O diálogo acima, dado a falantes nativos do espanhol e do inglês para que o traduzissem, produziu as seguintes versões34:

(1.142) ¡Ven a ver lo que has hecho!

(1.143) ¿Qué es lo que he hecho? Yo no he hecho eso.

34

Como mencionamos anteriormente, estamos focando no valor resultativo do Pretérito Perfecto como sendo o mesmo para a Espanha e a América Latina. No entanto, embora existam outros valores regionais, não vamos nos ater nessas diferenças nesse trabalho pelos motivos já expostos.

E

(1.144) Come see what you have done!

(1.145) What have I done? I haven’t done this.

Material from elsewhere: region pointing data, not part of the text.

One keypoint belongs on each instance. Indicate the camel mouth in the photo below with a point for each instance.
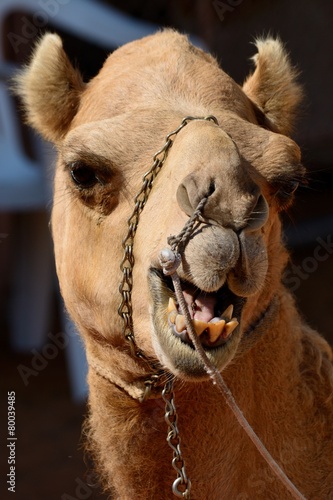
(215, 315)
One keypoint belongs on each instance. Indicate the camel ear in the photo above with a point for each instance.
(50, 89)
(273, 85)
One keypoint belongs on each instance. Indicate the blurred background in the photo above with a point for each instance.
(41, 356)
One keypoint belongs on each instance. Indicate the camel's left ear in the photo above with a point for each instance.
(50, 89)
(273, 86)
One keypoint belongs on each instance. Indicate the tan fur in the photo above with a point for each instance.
(279, 370)
(274, 83)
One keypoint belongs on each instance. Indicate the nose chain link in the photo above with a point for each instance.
(125, 309)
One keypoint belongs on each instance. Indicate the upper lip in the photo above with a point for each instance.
(215, 316)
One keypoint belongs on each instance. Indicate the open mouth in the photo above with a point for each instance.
(215, 315)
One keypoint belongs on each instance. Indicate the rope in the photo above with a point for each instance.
(170, 260)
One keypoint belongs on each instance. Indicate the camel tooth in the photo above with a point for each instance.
(228, 312)
(199, 326)
(172, 305)
(215, 330)
(230, 327)
(172, 317)
(180, 323)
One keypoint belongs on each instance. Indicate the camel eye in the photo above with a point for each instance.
(83, 175)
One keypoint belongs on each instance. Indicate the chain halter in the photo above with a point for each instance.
(170, 260)
(125, 309)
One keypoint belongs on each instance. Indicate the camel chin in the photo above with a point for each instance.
(215, 295)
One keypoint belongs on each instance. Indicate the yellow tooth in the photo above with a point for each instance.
(230, 327)
(228, 312)
(215, 330)
(172, 316)
(199, 326)
(172, 305)
(180, 323)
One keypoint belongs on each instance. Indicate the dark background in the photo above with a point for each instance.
(50, 459)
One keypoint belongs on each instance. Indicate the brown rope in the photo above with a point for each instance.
(170, 260)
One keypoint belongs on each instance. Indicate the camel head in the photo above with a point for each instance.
(243, 162)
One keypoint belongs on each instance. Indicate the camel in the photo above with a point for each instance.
(219, 167)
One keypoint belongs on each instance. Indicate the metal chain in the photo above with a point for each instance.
(125, 309)
(182, 485)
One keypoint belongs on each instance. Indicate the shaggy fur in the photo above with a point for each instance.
(278, 369)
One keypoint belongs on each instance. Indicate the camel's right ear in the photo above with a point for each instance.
(50, 89)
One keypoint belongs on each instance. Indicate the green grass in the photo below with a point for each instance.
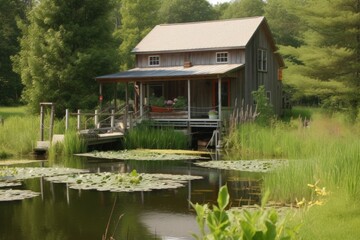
(338, 219)
(327, 152)
(20, 131)
(6, 112)
(18, 135)
(145, 136)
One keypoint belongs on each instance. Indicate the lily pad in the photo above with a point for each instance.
(10, 184)
(147, 154)
(12, 195)
(9, 174)
(123, 182)
(245, 165)
(13, 162)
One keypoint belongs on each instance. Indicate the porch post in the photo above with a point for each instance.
(217, 143)
(141, 93)
(219, 97)
(126, 104)
(100, 95)
(189, 102)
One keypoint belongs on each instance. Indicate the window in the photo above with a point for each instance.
(262, 60)
(154, 60)
(268, 95)
(221, 57)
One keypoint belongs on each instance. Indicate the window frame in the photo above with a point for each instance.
(262, 61)
(154, 60)
(221, 59)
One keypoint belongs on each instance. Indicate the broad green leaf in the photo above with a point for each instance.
(223, 197)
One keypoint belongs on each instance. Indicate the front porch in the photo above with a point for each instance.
(206, 91)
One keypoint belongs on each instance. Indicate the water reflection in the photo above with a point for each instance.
(63, 213)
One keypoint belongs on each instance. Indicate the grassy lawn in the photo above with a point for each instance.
(6, 112)
(327, 152)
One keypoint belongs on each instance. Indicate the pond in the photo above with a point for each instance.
(60, 212)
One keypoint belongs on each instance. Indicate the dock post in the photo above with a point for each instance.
(67, 119)
(41, 123)
(78, 120)
(131, 120)
(52, 115)
(96, 119)
(112, 120)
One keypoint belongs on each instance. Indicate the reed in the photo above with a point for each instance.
(18, 135)
(72, 144)
(327, 150)
(146, 136)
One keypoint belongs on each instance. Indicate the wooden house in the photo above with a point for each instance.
(209, 64)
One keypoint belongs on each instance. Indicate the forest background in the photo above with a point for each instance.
(51, 50)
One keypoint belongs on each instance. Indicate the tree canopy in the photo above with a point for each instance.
(64, 46)
(10, 83)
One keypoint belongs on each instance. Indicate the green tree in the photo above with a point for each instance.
(330, 55)
(138, 18)
(286, 26)
(10, 83)
(244, 8)
(179, 11)
(64, 46)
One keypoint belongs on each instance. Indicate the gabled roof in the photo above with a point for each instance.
(166, 73)
(196, 36)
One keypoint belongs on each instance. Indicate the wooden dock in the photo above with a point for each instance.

Como se pode observar, o português contemporâneo do Brasil utiliza também o pretérito perfeito simples para veicular o valor de resultado presente de um evento ou estado passado. Contudo, esse valor não é o mais usual e nem parece estar descrito suficientemente nas gramáticas. Como veremos a seguir, o fato de a interlíngua apresentar estruturas da língua materna, nos faz, mesmo estudando línguas estrangeiras, voltar aos valores da L1. Novamente, precisamos de estudos como o de Beline (2005), que esclarecem os valores e os usos correntes do português do Brasil, para dar conta de explicar as construções que vão aparecer na L2.